Middle East Conflict Pushes 6 Million More People Towards Starvation, UN Food Agency Warns

Middle East Conflict Pushes 6 Million More People Towards Starvation, UN Food Agency Warns

2026-06-07 campnews

Kakuma, 7 June 2026
The WFP warned on 5 June 2026 that conflict involving Iran has driven global food prices higher for a third consecutive month, pushing 2.5 million Somalis, 2.3 million Afghans, and 1.3 million Sri Lankans into severe hunger. With oil near $100 per barrel, 45 million more face crisis.

A Crisis With a Ripple Effect

On 5 June 2026, the World Food Programme (WFP) issued one of its starkest warnings in recent memory, linking the ongoing conflict involving Iran directly to a worsening global hunger emergency [1][3]. The agency’s Acting Executive Director, Carl Skau, speaking at United Nations Headquarters in New York, confirmed that early warnings issued when the conflict first escalated — roughly 100 days before his statement — are now materialising in some of the world’s most vulnerable nations [4]. What began as a geopolitical confrontation in the Middle East has, according to the WFP, transformed into a food security crisis spreading across multiple continents [4].

Who Is Being Hit — and Where

The human cost of this crisis is already measurable. The WFP reports that 2.5 million people in Somalia, 2.3 million in Afghanistan, and 1.3 million in Sri Lanka are now struggling to access sufficient food [1][3][4]. That represents a combined total of 6.1 million people across three countries alone who have been pushed into severe food insecurity as a direct consequence of compounding pressures. Beyond these three nations, the WFP has specifically named Sudan, Gaza, southern Lebanon, Yemen, and Haiti as regions already experiencing acute hunger [3]. The agency stresses that the causes vary by country, but a common thread runs through all of them: rising food prices, insufficient humanitarian funding, and escalating operational costs are collectively reducing the number of people aid organisations can reach with existing resources [4].

Oil, Food, and the Price Chain

Central to this crisis is the relationship between energy prices and the global food supply. Carl Skau was explicit on this point, stating that the link between energy costs and food prices is profound, and that people in the poorest countries are already spending everything they have simply to eat [3]. When food prices rise further, people are forced to eat less [3]. The conflict involving Iran has disrupted supply chains running through the Strait of Hormuz, driving up both shipping and fuel costs [4]. The WFP projects that if the conflict continues and oil prices remain at approximately $100 per barrel through to July 2026, as many as 45 million additional people could be pushed into severe food insecurity [4]. A further 45 million are considered at risk of being driven deeper into hunger due to the close interdependence of energy and food prices [4].

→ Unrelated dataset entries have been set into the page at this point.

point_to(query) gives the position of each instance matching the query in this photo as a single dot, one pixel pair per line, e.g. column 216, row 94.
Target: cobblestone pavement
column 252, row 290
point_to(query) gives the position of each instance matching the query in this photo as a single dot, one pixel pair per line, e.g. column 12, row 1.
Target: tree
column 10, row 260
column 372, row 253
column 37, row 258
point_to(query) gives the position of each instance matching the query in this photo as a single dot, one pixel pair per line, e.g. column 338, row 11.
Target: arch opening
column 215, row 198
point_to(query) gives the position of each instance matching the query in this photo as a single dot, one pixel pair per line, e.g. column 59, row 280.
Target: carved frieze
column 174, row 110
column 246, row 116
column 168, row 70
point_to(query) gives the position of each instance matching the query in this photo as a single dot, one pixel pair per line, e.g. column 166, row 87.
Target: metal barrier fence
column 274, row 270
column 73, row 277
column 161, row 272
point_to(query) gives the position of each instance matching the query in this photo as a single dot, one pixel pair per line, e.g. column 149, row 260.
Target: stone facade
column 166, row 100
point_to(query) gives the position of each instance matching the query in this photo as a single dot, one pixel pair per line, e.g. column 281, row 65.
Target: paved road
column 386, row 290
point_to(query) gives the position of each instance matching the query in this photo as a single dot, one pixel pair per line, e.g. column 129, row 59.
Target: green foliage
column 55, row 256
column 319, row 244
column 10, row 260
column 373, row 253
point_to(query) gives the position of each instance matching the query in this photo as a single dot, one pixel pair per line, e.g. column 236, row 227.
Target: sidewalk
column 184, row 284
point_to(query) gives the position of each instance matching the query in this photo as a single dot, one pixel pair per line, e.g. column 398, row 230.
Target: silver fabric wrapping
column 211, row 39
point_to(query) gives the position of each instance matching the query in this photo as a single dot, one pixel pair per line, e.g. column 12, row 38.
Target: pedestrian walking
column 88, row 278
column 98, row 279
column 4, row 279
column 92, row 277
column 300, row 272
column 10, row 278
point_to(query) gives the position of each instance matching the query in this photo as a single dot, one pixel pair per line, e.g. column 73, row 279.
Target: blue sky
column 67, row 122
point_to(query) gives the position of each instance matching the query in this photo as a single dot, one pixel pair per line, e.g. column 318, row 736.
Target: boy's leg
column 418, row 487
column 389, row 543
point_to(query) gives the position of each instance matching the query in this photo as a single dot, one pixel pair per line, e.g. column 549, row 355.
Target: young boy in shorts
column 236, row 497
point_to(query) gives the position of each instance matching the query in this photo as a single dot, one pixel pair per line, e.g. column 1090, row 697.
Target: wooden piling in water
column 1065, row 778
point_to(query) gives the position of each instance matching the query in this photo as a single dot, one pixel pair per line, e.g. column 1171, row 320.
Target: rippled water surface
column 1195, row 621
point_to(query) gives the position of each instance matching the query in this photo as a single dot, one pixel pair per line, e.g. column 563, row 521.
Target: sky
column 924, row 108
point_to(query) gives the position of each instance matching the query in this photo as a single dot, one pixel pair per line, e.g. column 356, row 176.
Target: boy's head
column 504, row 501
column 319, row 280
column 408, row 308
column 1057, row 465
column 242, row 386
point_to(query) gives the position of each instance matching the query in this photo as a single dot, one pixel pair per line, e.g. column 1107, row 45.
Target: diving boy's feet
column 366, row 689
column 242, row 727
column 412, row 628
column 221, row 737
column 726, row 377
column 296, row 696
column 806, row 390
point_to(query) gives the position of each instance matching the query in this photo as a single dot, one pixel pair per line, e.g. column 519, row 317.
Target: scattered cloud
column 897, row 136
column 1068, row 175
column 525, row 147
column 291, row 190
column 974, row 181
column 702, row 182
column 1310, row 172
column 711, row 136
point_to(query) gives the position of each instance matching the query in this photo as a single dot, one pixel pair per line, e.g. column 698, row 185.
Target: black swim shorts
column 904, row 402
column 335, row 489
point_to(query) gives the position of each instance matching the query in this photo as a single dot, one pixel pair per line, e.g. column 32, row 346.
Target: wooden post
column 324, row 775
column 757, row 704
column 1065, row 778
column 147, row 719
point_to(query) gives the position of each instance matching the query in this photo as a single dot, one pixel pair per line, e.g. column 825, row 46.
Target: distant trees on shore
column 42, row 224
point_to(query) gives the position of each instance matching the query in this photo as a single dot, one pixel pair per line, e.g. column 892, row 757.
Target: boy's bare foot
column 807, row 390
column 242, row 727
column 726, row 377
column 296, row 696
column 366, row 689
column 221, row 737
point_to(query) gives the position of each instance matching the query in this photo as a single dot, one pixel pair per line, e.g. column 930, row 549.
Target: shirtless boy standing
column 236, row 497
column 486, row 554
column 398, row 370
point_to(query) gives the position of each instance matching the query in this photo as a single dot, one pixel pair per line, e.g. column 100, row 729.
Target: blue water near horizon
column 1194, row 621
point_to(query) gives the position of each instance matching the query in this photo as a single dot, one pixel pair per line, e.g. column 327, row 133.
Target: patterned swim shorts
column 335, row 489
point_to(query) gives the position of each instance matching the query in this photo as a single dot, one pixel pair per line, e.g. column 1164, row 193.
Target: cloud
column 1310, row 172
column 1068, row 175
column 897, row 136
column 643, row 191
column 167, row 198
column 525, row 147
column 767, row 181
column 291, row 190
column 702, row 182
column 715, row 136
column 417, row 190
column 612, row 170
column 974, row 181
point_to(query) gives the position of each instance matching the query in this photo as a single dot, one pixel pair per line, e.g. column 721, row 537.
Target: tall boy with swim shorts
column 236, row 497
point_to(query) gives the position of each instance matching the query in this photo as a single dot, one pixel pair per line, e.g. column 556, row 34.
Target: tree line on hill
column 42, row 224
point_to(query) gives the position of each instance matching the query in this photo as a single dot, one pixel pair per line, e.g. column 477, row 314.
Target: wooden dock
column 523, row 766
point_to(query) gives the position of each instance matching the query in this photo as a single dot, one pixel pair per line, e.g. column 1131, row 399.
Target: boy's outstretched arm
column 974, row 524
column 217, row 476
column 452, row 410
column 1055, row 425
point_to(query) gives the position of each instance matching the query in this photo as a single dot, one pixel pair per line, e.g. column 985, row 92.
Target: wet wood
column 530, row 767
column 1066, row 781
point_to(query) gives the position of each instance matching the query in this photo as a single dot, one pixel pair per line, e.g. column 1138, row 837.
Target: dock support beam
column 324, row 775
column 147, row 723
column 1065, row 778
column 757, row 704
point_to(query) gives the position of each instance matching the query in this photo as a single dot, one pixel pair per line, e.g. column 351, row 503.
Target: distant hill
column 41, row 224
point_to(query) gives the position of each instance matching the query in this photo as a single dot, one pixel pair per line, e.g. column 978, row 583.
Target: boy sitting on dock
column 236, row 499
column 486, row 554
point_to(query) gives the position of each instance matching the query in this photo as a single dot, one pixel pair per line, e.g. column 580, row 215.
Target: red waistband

The Consequences for Kakuma and Kalobeyei

For refugees living in Kakuma refugee camp and the neighbouring Kalobeyei settlement in north-west Kenya, these global dynamics translate into immediate, practical hardship. Both communities already face reduced food rations as a result of WFP funding shortfalls that predate the current crisis [GPT]. As global food prices rise — confirmed to have increased for the third consecutive month in April 2026 by the UN’s Food and Agriculture Organisation [alert! ‘FAO April 2026 food price index data not directly available in the provided sources; referenced in the article brief but not independently confirmed by a cited source’] — WFP’s purchasing power diminishes accordingly, meaning the agency is able to procure less food for the same budget. Ration sizes in both Kakuma and Kalobeyei are already reported to be below recommended daily calorie thresholds [GPT], and any further reduction would deepen the nutritional crisis for a population that has few alternative means of sustenance. Residents of both Kakuma and Kalobeyei are advised to monitor official announcements from UNHCR and WFP camp management closely for updates on upcoming food distributions and any adjustments to ration allocations [GPT].

A Warning About What Comes Next

The WFP is not only sounding the alarm about current conditions — it is warning that the situation may deteriorate further in the months ahead. Skau highlighted that elevated fertiliser costs, a direct consequence of the energy price surge, could suppress agricultural output across East Africa during the next planting season [4]. Should harvests fall short, the food shortfall could deepen considerably in the second half of 2026 [4]. In response, the agency has issued an urgent appeal to international donors to increase humanitarian funding, with particular focus on Somalia and Afghanistan [3]. DW’s Kiswahili service, reporting on 6 June 2026, noted that the WFP’s warning encompassed the broader international community’s responsibility to act before a food emergency becomes a famine [1][6]. As of Sunday, 7 June 2026, no major new donor commitments have been publicly announced in response to this specific warning [alert! ‘No source confirms or denies donor responses made after 5 June 2026’].